Rule 4(i)(4) provides that “[t]he court must allow a party a reasonable time to cure its failure to . . . serve a person required to be served under Rule 4(i)(2), if the party has served either the United States Attorney or the Attorney General of the United States.” Fed.R.Civ.P. 4(i)(4) (emphasis added). In this case, however, Carson has failed to satisfy the requirements of this savings clause. Here, Carson only sought issuance of a summons to the EEOC, which indicates a lack of intent to serve the AG and the USAO, and, indeed, has served neither nor made any attempt to serve either since the filing of Defendant's motion to dismiss.
By failing to serve the AG and the USAO timely, Carson failed to perfect service timely on the EEOC in this matter. Federal Rule of Civil Procedure 4(m) states:
If a defendant is not served within 90 days after the complaint is filed, the court-on motion or on its own after notice to the plaintiff-must dismiss the action without prejudice against that defendant or order that service be made within a specified time. But if the plaintiff shows good cause for the failure, the court must extend the time for service for an appropriate period. This subdivision (m) does not apply to service in a foreign country under Rule 4(f), 4(h)(2), or 4(j)(1), or to service of a notice under Rule 71.1(d)(3)(A).4 Fed. R. Civ. P. 4(m). Carson failed to serve the EEOC properly, in accordance with Rule 4(i)(2) within the 90-day timeline required under the Federal Rules of Civil Procedure. Because Carson has made no attempt to show good cause for this failure, Rule 4(m) requires that this action be dismissed without prejudice.
IV. CONCLUSION
For the reasons stated above, the undersigned Magistrate Judge RECOMMENDS that Defendant's motion to dismiss (Doc. 8) be GRANTED and that Plaintiff's Complaint (Doc. 1) be DISMISSED, without prejudice, for insufficient process and insufficient service of process.

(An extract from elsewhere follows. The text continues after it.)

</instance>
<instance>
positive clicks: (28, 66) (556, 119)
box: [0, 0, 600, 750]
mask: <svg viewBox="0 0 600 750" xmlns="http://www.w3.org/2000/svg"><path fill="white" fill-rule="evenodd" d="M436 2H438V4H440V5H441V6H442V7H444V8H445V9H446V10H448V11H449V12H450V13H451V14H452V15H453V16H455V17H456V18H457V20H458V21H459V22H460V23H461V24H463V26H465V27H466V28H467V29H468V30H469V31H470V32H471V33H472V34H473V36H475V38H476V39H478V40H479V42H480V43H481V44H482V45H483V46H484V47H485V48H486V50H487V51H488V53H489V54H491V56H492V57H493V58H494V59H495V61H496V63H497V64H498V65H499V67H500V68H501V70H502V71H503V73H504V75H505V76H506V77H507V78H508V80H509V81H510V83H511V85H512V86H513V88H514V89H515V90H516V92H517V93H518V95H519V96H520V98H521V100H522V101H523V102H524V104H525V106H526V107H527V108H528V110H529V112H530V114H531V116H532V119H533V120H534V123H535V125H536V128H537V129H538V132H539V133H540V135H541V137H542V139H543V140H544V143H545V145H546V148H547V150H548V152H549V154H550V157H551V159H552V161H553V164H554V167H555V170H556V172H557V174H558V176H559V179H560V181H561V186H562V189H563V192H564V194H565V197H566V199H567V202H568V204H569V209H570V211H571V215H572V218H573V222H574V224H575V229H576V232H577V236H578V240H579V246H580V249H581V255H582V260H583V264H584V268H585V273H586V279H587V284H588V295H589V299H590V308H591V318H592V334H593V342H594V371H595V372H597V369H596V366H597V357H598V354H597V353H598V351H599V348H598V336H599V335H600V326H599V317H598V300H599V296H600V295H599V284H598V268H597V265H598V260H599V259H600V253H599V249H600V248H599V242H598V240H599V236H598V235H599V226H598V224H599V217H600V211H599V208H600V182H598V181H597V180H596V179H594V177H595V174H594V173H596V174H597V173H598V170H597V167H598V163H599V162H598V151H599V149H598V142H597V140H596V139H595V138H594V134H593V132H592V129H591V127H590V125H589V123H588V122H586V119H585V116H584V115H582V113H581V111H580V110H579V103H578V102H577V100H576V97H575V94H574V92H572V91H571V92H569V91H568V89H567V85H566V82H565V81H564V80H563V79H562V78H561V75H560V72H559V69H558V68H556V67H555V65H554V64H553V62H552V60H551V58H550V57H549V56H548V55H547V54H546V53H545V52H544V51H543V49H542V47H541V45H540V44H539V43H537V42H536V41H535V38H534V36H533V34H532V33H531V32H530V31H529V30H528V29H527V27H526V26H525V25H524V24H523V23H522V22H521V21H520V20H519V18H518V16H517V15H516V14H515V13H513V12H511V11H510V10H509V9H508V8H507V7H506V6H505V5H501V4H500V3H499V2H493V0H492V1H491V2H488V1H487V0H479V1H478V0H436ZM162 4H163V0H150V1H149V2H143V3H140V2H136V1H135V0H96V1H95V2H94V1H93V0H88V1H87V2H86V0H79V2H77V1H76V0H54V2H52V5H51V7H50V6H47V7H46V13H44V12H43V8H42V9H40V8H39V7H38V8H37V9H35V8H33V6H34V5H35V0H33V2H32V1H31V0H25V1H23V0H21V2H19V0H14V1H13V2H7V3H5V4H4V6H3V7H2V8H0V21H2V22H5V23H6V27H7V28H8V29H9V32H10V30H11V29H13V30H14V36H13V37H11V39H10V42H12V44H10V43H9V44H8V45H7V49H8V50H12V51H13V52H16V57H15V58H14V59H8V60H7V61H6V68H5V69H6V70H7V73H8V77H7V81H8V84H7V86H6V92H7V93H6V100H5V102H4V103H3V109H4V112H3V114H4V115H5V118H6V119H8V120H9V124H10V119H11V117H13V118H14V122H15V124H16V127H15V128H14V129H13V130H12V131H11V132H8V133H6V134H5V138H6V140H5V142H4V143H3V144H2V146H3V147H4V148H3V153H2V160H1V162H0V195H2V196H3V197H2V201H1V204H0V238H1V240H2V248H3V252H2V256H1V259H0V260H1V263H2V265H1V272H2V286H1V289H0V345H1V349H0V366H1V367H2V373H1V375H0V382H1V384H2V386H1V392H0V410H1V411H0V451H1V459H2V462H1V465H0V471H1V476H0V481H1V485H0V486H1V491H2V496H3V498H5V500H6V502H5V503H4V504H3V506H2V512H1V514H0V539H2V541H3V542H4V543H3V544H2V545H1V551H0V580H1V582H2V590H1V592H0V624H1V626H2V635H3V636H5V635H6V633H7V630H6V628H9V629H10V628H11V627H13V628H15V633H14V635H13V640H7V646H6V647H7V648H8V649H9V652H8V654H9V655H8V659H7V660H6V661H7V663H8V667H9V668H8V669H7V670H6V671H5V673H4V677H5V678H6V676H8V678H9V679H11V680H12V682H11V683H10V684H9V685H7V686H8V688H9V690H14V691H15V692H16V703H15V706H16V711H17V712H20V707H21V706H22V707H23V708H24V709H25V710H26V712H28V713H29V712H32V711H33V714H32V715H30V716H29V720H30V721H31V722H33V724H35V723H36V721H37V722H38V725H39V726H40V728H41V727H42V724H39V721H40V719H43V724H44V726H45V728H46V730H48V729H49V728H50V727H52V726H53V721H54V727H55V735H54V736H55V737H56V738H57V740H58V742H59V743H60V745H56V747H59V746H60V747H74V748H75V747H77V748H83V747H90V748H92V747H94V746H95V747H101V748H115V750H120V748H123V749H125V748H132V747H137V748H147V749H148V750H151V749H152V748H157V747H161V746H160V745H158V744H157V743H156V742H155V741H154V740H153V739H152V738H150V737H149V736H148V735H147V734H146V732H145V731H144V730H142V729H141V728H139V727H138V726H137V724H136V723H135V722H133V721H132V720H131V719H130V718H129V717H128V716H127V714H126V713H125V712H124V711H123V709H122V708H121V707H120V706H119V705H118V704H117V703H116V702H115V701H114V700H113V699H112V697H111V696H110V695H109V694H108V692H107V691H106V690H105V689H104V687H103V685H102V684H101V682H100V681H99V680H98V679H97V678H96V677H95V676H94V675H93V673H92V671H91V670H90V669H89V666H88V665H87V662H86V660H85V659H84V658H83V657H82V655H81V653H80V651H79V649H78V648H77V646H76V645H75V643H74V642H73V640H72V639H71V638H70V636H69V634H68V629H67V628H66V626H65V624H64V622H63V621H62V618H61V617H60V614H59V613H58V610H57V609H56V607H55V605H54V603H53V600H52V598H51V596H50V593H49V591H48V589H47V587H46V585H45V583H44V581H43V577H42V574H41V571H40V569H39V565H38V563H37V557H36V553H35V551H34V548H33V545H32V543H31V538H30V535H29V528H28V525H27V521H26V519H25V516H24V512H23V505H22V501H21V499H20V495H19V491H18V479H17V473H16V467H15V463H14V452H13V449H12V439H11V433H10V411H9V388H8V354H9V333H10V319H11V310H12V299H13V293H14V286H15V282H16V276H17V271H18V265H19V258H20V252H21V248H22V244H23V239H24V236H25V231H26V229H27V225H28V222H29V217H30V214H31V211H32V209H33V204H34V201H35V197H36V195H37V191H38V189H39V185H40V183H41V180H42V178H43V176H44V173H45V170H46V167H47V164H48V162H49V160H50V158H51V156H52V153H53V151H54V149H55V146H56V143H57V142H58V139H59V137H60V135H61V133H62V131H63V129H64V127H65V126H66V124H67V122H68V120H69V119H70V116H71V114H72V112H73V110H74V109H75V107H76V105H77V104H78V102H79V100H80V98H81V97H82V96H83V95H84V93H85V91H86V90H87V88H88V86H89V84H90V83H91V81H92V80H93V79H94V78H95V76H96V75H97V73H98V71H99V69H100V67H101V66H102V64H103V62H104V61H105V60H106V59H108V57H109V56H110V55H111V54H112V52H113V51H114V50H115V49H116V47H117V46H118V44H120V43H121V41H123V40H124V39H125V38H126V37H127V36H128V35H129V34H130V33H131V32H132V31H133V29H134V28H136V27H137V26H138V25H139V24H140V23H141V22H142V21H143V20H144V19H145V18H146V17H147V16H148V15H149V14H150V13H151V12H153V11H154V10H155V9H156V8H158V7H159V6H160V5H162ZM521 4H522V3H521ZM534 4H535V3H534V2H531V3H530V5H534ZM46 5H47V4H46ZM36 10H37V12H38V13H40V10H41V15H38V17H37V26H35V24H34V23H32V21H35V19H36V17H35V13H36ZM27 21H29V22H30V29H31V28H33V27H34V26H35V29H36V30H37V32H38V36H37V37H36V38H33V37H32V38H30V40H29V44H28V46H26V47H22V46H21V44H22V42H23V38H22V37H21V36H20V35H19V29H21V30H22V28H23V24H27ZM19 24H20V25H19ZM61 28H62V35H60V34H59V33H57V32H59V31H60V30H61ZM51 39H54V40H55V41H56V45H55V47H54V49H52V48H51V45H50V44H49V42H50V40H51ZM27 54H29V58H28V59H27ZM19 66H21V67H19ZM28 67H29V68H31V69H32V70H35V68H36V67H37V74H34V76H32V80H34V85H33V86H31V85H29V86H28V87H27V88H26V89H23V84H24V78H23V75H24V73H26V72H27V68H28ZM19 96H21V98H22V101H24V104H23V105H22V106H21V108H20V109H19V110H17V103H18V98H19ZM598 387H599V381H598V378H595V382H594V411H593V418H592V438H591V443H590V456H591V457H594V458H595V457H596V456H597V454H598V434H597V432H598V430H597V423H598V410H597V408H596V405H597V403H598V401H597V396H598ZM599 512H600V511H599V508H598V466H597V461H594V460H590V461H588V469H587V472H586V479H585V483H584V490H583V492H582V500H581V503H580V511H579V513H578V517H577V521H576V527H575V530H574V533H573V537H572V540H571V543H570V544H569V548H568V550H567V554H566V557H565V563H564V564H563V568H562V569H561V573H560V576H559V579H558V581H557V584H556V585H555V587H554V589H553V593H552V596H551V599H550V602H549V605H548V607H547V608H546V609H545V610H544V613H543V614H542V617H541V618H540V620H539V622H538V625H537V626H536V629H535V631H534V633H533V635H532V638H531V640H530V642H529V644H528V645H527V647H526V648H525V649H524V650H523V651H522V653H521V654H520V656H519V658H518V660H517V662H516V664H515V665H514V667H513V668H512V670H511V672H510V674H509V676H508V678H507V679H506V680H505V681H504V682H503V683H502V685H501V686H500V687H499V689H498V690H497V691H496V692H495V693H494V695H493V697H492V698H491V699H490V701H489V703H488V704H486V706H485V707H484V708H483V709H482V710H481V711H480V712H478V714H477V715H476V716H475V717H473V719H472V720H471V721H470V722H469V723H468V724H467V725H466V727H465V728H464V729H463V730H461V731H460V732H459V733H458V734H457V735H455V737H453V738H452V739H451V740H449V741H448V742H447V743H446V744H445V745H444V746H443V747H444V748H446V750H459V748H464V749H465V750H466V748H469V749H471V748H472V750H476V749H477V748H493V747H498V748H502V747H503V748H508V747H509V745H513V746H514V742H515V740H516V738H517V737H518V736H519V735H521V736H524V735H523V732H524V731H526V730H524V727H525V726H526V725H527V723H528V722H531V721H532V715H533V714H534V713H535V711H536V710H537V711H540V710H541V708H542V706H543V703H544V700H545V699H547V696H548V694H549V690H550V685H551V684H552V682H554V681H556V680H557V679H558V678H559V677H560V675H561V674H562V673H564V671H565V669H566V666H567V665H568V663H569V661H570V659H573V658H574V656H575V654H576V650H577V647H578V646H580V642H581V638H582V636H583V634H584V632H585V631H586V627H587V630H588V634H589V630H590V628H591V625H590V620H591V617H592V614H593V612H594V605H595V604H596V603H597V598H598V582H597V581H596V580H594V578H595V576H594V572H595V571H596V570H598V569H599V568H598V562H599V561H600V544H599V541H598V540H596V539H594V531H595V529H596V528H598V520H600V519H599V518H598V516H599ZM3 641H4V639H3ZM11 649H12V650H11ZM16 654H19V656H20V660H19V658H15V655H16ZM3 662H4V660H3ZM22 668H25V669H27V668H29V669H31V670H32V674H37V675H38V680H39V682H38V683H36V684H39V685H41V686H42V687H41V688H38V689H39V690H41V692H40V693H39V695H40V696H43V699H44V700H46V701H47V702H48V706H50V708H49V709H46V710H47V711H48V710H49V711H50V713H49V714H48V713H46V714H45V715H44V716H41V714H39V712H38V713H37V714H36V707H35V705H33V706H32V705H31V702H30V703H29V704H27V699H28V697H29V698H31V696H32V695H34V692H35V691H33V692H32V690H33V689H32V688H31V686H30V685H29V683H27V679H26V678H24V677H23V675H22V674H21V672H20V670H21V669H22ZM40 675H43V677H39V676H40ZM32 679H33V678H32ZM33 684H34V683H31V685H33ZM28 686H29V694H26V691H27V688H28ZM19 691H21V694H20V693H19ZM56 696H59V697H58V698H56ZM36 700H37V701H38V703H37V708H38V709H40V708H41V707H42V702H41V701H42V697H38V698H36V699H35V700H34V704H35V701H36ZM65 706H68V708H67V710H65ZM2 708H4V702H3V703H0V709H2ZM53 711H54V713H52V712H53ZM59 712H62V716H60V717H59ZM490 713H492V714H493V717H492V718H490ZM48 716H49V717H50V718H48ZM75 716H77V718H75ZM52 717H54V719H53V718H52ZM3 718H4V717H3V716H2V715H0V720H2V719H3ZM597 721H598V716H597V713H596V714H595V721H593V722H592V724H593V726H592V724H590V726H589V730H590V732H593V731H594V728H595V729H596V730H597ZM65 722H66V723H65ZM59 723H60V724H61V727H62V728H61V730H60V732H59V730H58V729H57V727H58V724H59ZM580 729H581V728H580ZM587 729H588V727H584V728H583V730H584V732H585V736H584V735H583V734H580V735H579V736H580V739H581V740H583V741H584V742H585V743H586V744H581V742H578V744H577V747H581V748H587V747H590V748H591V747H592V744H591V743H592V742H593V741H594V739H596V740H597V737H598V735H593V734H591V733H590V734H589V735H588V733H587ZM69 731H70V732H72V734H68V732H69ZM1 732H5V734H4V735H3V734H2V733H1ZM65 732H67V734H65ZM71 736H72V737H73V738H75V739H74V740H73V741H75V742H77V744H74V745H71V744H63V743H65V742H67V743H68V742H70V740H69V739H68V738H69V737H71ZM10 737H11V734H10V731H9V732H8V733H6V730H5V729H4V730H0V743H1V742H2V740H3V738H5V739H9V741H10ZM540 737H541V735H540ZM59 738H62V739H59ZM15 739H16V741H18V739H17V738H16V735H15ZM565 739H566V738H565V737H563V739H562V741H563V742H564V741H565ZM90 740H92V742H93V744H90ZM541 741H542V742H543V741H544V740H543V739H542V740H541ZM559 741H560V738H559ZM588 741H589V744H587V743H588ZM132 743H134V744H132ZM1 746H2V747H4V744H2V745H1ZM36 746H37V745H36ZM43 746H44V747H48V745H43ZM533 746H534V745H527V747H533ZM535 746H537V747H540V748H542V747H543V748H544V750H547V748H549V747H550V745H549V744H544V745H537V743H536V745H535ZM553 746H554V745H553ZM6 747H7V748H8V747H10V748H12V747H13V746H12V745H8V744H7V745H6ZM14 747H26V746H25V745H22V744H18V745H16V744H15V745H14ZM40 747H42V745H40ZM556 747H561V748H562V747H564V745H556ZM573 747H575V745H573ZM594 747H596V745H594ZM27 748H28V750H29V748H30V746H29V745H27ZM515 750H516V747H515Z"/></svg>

NOTICE OF RIGHT TO FILE OBJECTIONS
A copy of this report and recommendation shall be served on all parties in the manner provided by law. Any party who objects to this recommendation or anything in it must, within fourteen (14) days of the date of service of this document, file specific written objections with the Clerk of this Court. See 28 U.S.C. § 636(b)(1); Fed.R.Civ.P. 72(b); S.D. Ala. Gen. LR 72(c)(1) & (2). The parties should note that under Eleventh Circuit Rule 3-1, “[a] party failing to object to a magistrate judge's findings or recommendations contained in a report and recommendation in accordance with the provisions of 28 U.S.C. § 636(b)(1) waives the right to challenge on appeal the district court's order based on unobjected-to factual and legal conclusions if the party was informed of the time period for objecting and the consequences on appeal for failing to object. In the absence of a proper objection, however, the court may review on appeal for plain error if necessary in the interests of justice.” 11th Cir. R. 3-1. To be specific, an objection must identify the specific finding or recommendation to which objection is made, state the basis for the objection, and specify the place in the Magistrate Judge's 5 report and recommendation where the disputed determination is found. An objection that merely incorporates by reference or refers to the briefing before the Magistrate Judge is not specific.